The house is quiet. The questions from the previous day circle my head. I am conflicted.
“Did I change my children?”
“What does it mean to raise children?”
I look back on my life and think of who I am. The existential question of identity. The food I eat, the beliefs I hold, the rituals I follow, the values I hold dear. These are what I consider my identity. This identity is a composite of what I imbibed from my parents, people in positions of power in my life and my friends. This identity has evolved over the years because of the experiences I have had.
When my child hurled the “you changed me!” at me, it made me pause in my tracks. Yes, I did change her identity. Her name. Her religion. Her food preferences. Her family. Everything about her changed once she became my family. In naming her, I claimed her for my own. In raising her as my child, I gave her the best of all that I know.
Early in the pre-adoption process, the term “as if your child” is bandied about a lot.

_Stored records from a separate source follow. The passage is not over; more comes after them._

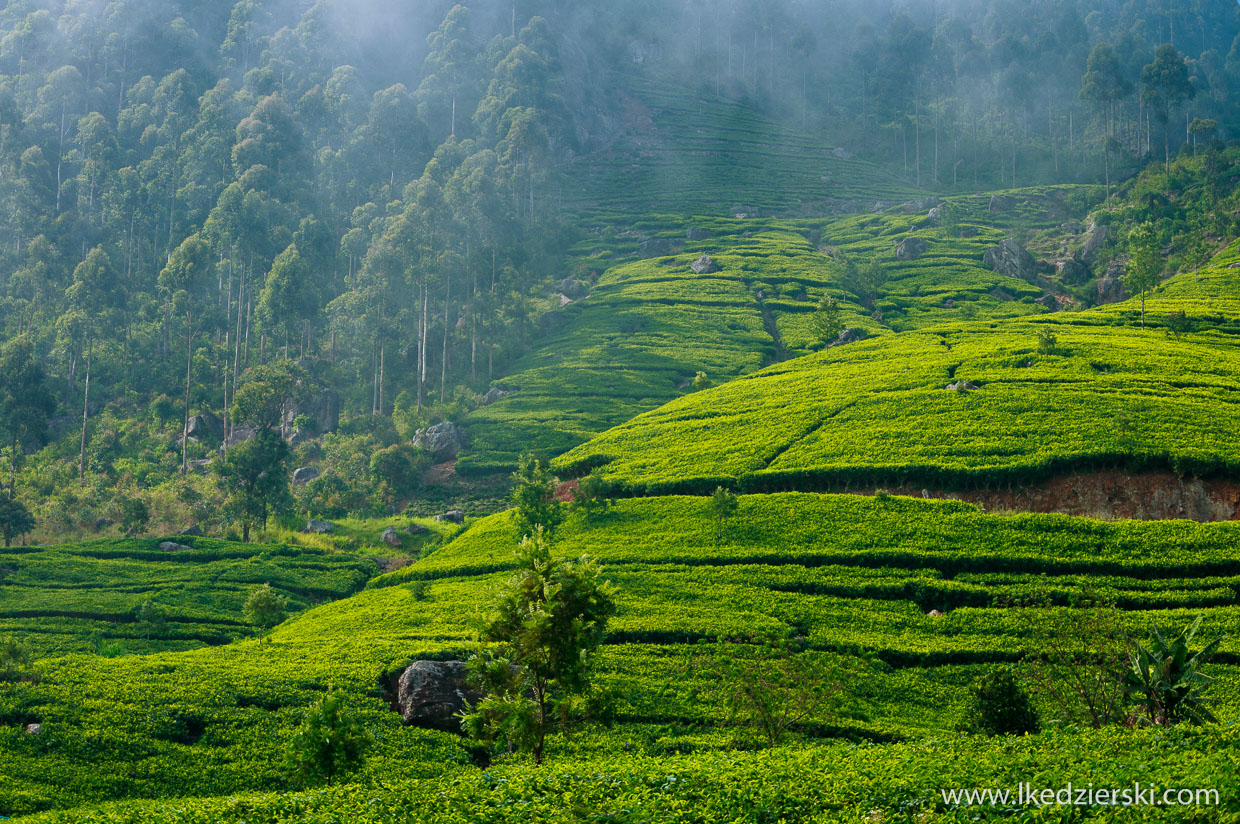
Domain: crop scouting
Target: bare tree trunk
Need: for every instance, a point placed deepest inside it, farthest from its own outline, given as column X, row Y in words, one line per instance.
column 382, row 355
column 443, row 363
column 189, row 371
column 86, row 409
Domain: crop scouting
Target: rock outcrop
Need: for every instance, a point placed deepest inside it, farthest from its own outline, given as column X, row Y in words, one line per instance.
column 1009, row 258
column 656, row 248
column 912, row 248
column 1110, row 285
column 573, row 288
column 703, row 265
column 494, row 394
column 430, row 693
column 305, row 475
column 205, row 426
column 1073, row 271
column 442, row 440
column 1002, row 203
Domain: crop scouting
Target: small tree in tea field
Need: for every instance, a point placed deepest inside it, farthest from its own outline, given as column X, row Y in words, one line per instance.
column 723, row 506
column 330, row 742
column 265, row 607
column 533, row 662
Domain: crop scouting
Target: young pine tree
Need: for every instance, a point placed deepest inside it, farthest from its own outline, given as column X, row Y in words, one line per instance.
column 535, row 658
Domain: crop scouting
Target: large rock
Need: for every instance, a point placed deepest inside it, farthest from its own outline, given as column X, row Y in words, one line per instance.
column 703, row 265
column 62, row 425
column 573, row 288
column 920, row 205
column 848, row 336
column 442, row 440
column 1073, row 271
column 494, row 394
column 656, row 248
column 1002, row 203
column 238, row 435
column 205, row 426
column 1009, row 258
column 305, row 475
column 912, row 248
column 1110, row 285
column 1094, row 243
column 321, row 407
column 430, row 693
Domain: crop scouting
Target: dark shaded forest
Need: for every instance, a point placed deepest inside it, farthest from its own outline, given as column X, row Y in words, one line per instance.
column 378, row 192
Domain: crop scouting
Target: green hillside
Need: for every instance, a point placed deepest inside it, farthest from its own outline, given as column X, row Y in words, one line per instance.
column 87, row 597
column 693, row 153
column 1099, row 392
column 649, row 325
column 853, row 575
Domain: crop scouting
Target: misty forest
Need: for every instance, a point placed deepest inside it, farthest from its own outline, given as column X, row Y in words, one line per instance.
column 682, row 410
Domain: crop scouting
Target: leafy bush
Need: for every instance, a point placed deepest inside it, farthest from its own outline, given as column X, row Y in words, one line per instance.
column 998, row 705
column 330, row 744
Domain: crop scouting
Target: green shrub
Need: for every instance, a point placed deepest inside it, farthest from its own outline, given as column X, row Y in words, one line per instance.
column 1000, row 705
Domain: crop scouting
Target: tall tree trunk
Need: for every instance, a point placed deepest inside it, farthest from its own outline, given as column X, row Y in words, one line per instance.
column 13, row 464
column 443, row 362
column 189, row 372
column 86, row 409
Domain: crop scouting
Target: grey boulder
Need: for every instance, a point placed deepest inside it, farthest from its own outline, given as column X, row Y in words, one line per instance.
column 305, row 475
column 442, row 440
column 703, row 265
column 912, row 248
column 1009, row 258
column 430, row 693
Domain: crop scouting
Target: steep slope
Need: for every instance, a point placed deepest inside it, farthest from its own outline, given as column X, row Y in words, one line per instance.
column 87, row 597
column 650, row 324
column 1068, row 392
column 846, row 573
column 678, row 151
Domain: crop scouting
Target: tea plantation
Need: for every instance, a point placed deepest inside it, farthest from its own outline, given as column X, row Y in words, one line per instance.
column 88, row 596
column 854, row 576
column 1031, row 398
column 650, row 324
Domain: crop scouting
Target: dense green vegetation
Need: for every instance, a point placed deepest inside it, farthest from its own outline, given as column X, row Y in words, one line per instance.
column 817, row 783
column 351, row 279
column 852, row 575
column 88, row 597
column 1105, row 394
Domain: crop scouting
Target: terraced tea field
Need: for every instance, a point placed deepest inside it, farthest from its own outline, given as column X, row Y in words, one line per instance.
column 848, row 574
column 879, row 412
column 649, row 324
column 87, row 597
column 697, row 154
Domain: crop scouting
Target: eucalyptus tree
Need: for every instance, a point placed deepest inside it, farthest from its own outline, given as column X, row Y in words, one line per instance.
column 182, row 281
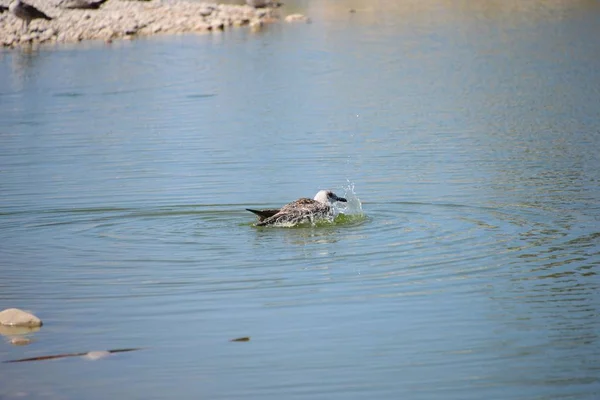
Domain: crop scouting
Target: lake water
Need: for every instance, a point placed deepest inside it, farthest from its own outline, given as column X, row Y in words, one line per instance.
column 470, row 134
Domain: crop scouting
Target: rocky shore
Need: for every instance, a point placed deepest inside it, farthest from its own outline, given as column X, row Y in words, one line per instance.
column 127, row 19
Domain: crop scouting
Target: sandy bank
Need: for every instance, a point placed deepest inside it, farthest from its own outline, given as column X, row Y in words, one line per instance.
column 127, row 19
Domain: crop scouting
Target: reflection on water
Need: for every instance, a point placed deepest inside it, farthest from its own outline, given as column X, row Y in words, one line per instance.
column 467, row 269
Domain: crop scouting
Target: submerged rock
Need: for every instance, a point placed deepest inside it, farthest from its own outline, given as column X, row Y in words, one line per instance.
column 16, row 317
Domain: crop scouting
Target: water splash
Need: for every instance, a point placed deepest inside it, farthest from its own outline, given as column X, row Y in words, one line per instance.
column 353, row 206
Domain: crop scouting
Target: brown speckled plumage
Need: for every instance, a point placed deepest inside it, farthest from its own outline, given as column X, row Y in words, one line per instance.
column 299, row 211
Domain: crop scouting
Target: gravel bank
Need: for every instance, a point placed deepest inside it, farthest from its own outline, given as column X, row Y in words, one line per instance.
column 127, row 19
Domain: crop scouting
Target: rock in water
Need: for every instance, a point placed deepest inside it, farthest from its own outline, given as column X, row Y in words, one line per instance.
column 16, row 317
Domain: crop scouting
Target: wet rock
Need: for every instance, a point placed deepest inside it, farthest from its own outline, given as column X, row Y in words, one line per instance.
column 16, row 317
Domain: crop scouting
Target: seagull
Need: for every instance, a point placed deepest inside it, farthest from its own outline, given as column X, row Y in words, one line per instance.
column 301, row 210
column 26, row 12
column 81, row 4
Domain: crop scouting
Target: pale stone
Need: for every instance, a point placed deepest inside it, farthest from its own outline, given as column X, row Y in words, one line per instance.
column 20, row 341
column 129, row 18
column 16, row 317
column 297, row 18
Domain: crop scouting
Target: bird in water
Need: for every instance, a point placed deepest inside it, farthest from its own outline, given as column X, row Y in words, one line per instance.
column 299, row 211
column 26, row 12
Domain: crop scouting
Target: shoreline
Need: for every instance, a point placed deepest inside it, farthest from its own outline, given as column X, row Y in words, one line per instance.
column 123, row 19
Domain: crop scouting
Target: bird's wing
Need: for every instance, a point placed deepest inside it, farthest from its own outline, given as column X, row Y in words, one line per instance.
column 295, row 212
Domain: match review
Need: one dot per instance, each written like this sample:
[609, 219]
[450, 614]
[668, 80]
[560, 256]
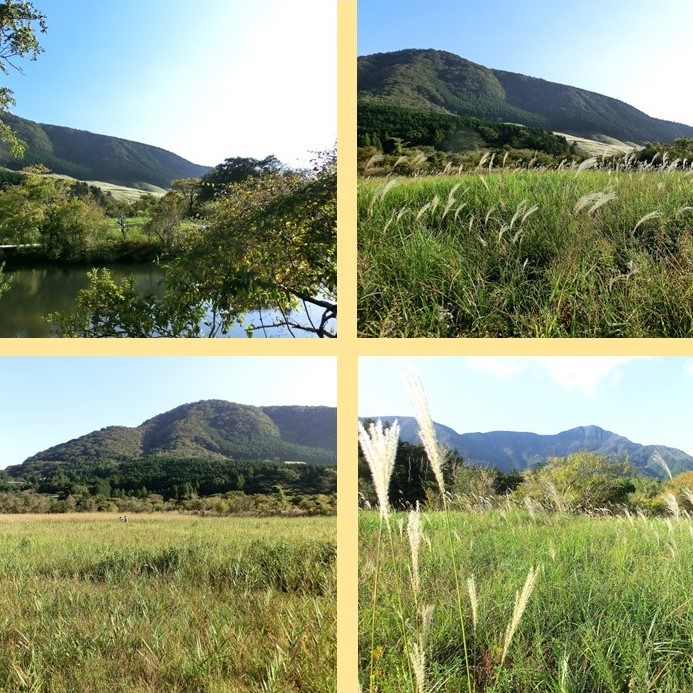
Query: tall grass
[610, 611]
[525, 253]
[167, 603]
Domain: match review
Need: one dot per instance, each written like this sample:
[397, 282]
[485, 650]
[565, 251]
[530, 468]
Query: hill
[440, 82]
[209, 429]
[87, 156]
[508, 450]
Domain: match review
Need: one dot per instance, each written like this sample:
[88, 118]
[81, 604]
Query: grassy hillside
[441, 82]
[87, 156]
[566, 253]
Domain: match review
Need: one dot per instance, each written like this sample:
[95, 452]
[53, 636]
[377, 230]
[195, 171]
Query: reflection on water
[38, 291]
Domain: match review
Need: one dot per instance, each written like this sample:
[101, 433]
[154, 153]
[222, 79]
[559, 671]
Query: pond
[37, 291]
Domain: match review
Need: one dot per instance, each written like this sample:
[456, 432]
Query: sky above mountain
[647, 400]
[632, 50]
[206, 80]
[52, 400]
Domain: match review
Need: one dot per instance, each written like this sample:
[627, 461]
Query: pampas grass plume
[379, 446]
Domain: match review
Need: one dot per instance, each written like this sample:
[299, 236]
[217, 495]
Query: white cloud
[501, 367]
[583, 373]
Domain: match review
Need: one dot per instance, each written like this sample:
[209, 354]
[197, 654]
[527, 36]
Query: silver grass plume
[379, 446]
[417, 650]
[520, 605]
[415, 534]
[427, 432]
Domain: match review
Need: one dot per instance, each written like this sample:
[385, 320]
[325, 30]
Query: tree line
[388, 128]
[580, 482]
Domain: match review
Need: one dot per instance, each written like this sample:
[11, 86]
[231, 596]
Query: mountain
[509, 450]
[86, 156]
[212, 429]
[441, 82]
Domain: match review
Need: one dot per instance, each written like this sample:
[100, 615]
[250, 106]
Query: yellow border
[347, 366]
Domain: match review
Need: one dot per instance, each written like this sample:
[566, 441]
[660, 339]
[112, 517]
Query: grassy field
[167, 603]
[611, 609]
[525, 253]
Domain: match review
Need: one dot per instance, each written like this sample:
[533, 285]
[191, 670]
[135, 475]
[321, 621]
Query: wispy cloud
[584, 373]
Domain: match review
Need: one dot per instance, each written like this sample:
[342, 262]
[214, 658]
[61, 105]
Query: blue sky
[633, 50]
[51, 400]
[207, 80]
[648, 400]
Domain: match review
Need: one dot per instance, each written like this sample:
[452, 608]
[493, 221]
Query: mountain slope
[431, 80]
[87, 156]
[509, 450]
[213, 429]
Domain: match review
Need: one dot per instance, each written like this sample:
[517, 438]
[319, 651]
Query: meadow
[527, 253]
[543, 601]
[167, 603]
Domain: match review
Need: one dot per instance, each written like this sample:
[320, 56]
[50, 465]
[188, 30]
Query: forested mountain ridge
[88, 156]
[209, 429]
[510, 450]
[441, 82]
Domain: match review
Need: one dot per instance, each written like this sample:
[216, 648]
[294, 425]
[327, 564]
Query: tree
[235, 170]
[19, 23]
[166, 219]
[268, 243]
[580, 482]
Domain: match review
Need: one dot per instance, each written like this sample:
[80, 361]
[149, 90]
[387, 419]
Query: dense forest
[249, 235]
[215, 486]
[579, 482]
[388, 127]
[438, 81]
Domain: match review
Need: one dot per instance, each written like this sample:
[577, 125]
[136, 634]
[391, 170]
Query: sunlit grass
[610, 610]
[167, 602]
[527, 254]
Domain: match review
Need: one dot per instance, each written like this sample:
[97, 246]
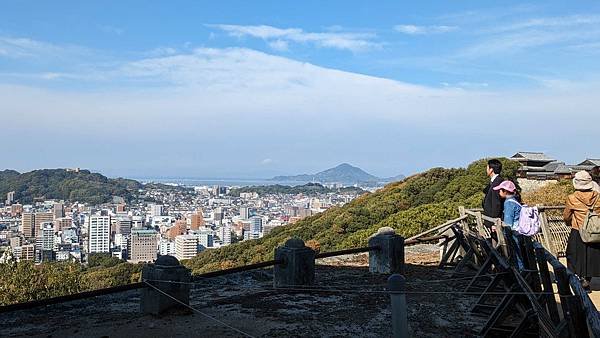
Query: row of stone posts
[297, 269]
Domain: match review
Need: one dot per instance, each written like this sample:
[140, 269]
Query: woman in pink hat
[512, 207]
[582, 258]
[511, 214]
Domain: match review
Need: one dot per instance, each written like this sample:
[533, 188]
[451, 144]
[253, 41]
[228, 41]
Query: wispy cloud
[573, 21]
[279, 38]
[516, 36]
[112, 29]
[423, 30]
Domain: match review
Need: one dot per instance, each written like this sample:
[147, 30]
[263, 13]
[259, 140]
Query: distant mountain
[309, 189]
[343, 173]
[82, 185]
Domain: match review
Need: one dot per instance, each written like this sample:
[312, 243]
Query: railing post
[546, 232]
[298, 267]
[165, 270]
[390, 256]
[397, 288]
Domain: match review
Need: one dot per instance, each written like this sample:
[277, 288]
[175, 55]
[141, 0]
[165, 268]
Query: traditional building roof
[532, 156]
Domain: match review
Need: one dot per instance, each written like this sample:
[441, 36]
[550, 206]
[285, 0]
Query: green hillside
[410, 206]
[82, 186]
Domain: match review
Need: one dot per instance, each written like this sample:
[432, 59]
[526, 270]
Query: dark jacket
[492, 203]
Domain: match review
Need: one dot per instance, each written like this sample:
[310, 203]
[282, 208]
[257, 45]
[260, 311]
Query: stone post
[298, 267]
[397, 288]
[390, 257]
[165, 268]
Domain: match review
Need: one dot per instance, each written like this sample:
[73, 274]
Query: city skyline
[257, 90]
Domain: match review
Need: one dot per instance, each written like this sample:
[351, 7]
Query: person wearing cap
[582, 258]
[492, 203]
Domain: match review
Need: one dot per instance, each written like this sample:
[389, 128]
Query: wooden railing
[521, 267]
[553, 235]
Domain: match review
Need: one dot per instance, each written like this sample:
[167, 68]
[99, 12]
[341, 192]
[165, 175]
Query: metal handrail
[71, 297]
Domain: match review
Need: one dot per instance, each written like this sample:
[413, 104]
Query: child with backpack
[511, 213]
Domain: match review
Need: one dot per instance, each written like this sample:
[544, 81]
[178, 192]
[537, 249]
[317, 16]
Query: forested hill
[82, 186]
[309, 189]
[410, 206]
[343, 173]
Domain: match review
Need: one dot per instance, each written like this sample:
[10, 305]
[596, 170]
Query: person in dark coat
[582, 258]
[492, 202]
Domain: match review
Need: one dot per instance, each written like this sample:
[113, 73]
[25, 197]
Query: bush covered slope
[410, 206]
[82, 186]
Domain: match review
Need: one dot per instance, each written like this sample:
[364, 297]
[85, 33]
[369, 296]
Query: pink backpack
[529, 221]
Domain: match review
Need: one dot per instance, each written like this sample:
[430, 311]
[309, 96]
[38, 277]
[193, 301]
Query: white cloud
[183, 104]
[19, 48]
[423, 30]
[337, 40]
[279, 45]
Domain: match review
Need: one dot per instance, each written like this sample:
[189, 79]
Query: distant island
[308, 189]
[343, 173]
[65, 184]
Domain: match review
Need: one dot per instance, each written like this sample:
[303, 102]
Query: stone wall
[528, 185]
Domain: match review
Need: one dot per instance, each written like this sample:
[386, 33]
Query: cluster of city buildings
[161, 220]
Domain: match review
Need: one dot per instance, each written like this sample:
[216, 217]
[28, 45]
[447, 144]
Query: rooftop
[348, 304]
[532, 156]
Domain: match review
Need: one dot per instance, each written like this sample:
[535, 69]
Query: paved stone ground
[247, 301]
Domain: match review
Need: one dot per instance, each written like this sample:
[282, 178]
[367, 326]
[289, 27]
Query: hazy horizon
[238, 89]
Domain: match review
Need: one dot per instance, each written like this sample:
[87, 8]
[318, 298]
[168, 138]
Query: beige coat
[577, 206]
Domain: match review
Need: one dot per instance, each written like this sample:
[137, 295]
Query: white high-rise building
[205, 238]
[255, 227]
[186, 246]
[143, 245]
[167, 247]
[226, 234]
[98, 228]
[156, 210]
[244, 212]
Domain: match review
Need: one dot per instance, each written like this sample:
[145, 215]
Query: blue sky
[255, 89]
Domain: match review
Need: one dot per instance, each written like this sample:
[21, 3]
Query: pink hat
[506, 185]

It is assumed that when you become a parent, the verb “adopt” will be in the past and the rest of the journey will be no different from any others that arrived at parenting by birth. But the truth is the verb is very much active. How you parent is subliminally affected by the awareness that there is another identity for your child. How much of that identity you preserve and how much you meld with your own is only limited by circumstance and you.
I have no answers or solutions on how to resolve all that I am feeling. All I know is that I am conflicted.